From the response at length:
[E]ach of the documents in Plaintiff’s recent supplemental document production were equally available to Defendant as they all fall into the following categories of documents: publicly accessible articles about Defendant, filings in various lawsuits in which Defendant was/is a party, social media postings about Defendant, publicly available documents relating to The America project, an entity founded by Defendant, documents obtained on November 19, 2024 from Capitol Times Media LLC in response to Plaintiff’s third-party subpoena for the production of business records, and Defendant’s own testimony before the U.S. House of Representatives Select Committee on the January 6th Attack on the U.S. Capitol.

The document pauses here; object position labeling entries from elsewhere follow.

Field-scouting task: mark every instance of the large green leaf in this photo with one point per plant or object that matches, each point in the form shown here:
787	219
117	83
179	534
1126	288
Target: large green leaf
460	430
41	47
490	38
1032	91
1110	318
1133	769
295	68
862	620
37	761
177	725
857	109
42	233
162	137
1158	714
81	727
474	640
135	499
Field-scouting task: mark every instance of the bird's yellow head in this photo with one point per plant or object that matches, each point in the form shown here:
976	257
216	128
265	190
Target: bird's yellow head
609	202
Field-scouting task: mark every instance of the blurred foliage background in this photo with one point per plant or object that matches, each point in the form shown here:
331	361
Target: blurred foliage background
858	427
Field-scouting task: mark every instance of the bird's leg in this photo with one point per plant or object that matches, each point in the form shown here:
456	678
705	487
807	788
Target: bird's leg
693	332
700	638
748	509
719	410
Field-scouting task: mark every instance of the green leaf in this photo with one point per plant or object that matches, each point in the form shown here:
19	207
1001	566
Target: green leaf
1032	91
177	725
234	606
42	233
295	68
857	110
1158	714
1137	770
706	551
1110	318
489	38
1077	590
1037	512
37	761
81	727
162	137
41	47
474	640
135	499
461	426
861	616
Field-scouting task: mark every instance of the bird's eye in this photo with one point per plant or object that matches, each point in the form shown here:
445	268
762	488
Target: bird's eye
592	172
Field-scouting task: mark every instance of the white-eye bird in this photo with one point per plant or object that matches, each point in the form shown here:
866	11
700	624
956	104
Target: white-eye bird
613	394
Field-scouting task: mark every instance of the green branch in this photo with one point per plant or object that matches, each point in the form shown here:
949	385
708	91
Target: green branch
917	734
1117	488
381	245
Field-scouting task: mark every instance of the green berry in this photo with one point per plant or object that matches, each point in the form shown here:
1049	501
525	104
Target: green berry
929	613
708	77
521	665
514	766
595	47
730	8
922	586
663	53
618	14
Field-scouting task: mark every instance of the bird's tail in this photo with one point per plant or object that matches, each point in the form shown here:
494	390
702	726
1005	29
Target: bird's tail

“Therefore, Defendant has suffered no prejudice whatsoever by Plaintiff’s timely document production in this regard,” Biden’s response continues.
As the pretrial motions fly in the case, the court has kept its cards close — giving little indiction of how the various requests will play out as the sides jockey for their final positions and procedural wins (and losses) ahead of jury selection.